Accueil > Actualités > DOSSIERS > Côte d’Ivoire • • mercredi 5 septembre 2007 à 07h05min

Désiré Tagro et Sidiki Konaté

Bilan de santé six mois après Dans la journée d’hier à Ouaga 2000, des membres des deux parties ivoiriennes (Camp présidentiel et Forces nouvelles) se sont une fois de plus retrouvées avec le facilitateur, Blaise Compaoré. Cette 2e réunion du Comité d’évaluation et d’accompagnement (CEA) a permis de faire un bilan à mi-parcours du contenu de l’Accord politique de Ouaga sur la crise ivoirienne qui a été signé le 4 mars 2007.

D’abord un constat : les rencontres entre les différents acteurs qui luttent pour la résolution de la crise ivoirienne sont de plus en plus paisibles. En tout cas, elles diffèrent des premières réunions aux temps forts de la crise pendant lesquelles la nervosité était visible tant du côté de la sécurité, des participants que même des journalistes qui accompagnaient les différentes délégations.

Depuis lors, beaucoup d’eau a coulé sous les ponts. Si l’on suit l’évolution politique de la Côte d’ivoire depuis ce fameux Accord signé en mars dernier, il est légitime de penser que le président Laurent Gbagbo, qui en a été l’initiateur, a tout de même eu une idée lumineuse en invitant ceux qu’on peut désormais appeler ses ennemis d’hier à Ouagadougou.
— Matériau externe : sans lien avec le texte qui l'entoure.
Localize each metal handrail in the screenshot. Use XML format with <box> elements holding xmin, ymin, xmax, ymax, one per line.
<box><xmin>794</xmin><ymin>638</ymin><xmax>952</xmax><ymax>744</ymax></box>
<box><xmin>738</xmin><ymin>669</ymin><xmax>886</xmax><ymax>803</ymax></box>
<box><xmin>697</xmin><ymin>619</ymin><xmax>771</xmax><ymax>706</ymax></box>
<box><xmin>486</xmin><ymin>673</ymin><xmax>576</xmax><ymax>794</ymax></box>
En rappel, c’est un président excédé par une crise qui perdurait, qui avait finalement décidé d’une rencontre entre belligérants pour ramener la paix et réunifier le pays. Cela, après les échecs des processus de paix antérieurs. Par cette décision, les acteurs privilégiaient ainsi un dialogue interivoirien au détriment des médiations internationales qui n’ont pas réussi à ramener la paix.

Après des retrouvailles marathons dans la capitale du pays des hommes intègres (du 5 février au 3 mars), un accord désormais historique dénommé « Accord de Ouagadougou » a été signé le 4 mars 2007.

Mais beaucoup ne donnaient pas cher de la peau de cet accord-là. Pour une bonne partie de l’opinion, cet énième document paraphé à grande pompe ne fera pas de vieux os et l’encre qui a servi à le rédiger n’aura pas le temps de sécher qu’il sera jeté aux orties.

Et pourtant ! Gbagbo avait finalement raison quand il lâchait avec un brin de provocation que « l’on ne peut soigner le mal que par la racine », comme pour dire que la solution à l’imbroglio ivoirien ne pouvait être trouvée qu’au Burkina Faso. Depuis lors, à chaque application d’une mesure de l’Accord, le pays d’Houphouët Boigny se porte mieux.

Pour évoquer les gestes les plus lourds de symbolisme, notons la mesure d’amnistie (12 mars), le poste de Premier ministre confié à Guillaume Soro (29 mars), la Flamme de la paix allumée à Bouaké (30 juillet). La seule ombre au tableau étant bien sûr l’attaque de l’avion du chef des Forces Nouvelles (FN) le 29 juin 2007. Hormis ce cas que l’on peut qualifier de désespéré, on peut dire comme dans Zadig de Voltaire que « tout va pour le mieux dans le meilleur des mondes ».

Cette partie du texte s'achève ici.